The lens is a transparent, biconvex structure in the eye that, along with the cornea, helps to refract light to be focused on the retina. The lens, by changing shape, functions to change the focal distance of the eye so that it can focus on objects at various distances, thus allowing a sharp real image of the object of interest to be formed on the retina. This adjustment of the lens is known as accommodation. Accommodation is similar to the focusing of a photographic camera via movement of its lenses.

So far, lenses in the eye, artificial and natural. Now, from NOAD2:

noun lens: [a] a piece of glass or other transparent substance with curved sides for concentrating or dispersing light rays, used singly (as in a magnifying glass) or with other lenses (as in a telescope); [b] the light-gathering device of a camera, typically containing a group of compound lenses; [c] Physics an object or device that focuses or otherwise modifies the direction of movement of light, sound, electrons, etc; [d] Anatomy short for crystalline lens [the transparent elastic structure behind the iris by which light is focused onto the retina of the eye]; [e] short for contact lens.
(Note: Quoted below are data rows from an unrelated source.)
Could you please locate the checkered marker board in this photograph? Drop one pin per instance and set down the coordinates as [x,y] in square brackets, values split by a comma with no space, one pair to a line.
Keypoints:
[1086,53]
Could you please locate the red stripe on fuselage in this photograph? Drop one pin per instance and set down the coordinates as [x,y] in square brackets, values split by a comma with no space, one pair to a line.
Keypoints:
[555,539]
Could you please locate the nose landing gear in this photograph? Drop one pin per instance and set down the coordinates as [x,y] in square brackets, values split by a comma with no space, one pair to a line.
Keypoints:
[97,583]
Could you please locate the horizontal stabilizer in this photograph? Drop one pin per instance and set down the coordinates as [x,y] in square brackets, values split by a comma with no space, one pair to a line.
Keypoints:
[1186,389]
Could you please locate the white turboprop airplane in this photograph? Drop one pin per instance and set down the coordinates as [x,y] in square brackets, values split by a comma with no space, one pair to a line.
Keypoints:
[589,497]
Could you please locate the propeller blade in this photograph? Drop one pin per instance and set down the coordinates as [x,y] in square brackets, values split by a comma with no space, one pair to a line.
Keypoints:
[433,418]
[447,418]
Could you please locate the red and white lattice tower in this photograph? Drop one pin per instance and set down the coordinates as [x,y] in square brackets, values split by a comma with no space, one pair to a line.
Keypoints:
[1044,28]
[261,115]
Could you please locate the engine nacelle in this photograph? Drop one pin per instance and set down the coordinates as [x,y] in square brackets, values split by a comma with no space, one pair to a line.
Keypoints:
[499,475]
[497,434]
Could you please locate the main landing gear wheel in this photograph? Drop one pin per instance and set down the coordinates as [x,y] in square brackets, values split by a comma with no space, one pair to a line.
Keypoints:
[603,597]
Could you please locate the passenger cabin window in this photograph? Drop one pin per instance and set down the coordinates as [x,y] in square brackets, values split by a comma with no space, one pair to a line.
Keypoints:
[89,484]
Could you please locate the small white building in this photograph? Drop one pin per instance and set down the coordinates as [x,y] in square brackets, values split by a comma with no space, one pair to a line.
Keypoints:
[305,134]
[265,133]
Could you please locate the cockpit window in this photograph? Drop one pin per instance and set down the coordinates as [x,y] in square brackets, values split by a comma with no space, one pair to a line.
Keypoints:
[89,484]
ORIGIN late 17th century: from Latin, ‘lentil’ (because of the similarity in shape).

The English noun lens was first used for the crucial parts of optical instruments (magnifying glasses, telescopes, binoculars, and microscopes) and then extended to the fiunctionally similar part of cameras and to the physically and functionally similar part of the human eye.

(The NOAD2 entry doesn’t include figurative uses of lens, especially in lens on ‘view of, insight into’, as in a lens on the situation in Syria.)

Note the etymology in the entry: lenses are so called because of their similarity to lentils. From Wikipedia:

(#3) Green lentils (they come in a number of colors)

The lentil (Lens culinaris) is an edible pulse. It is a bushy annual plant of the legume family, known for its lens-shaped seeds. It is about 40 cm (16 in) tall, and the seeds grow in pods, usually with two seeds in each.

… Usually eaten with rice or rotis, the lentil is a dietary staple throughout regions of India, Sri Lanka, Pakistan, Bangladesh and Nepal. As a food crop, the majority of world production comes from Canada, India and Australia.

Lentils are very commonly encountered as dal. From Wikipedia:

Dal (also spelled daal, dail, dhal) is a term in the Indian subcontinent for dried, split pulses (that is, lentils, peas, and beans). The term is also used for various soups prepared from these pulses. These pulses are among the most important staple foods in [South Asian] countries, and form an important part of Indian, Nepalese, Pakistani, Sri Lankan and Bangladeshi cuisines.

One Response to “Focus on the dal”

  1. Bob Richmond Says:

    Last year I got “toric” intraocular lenses – they have a cylindrical component that corrects your astigmatism. Big improvement in my vision on account of that. Medicare doesn’t pay for them – a thousand bucks each – but worth it.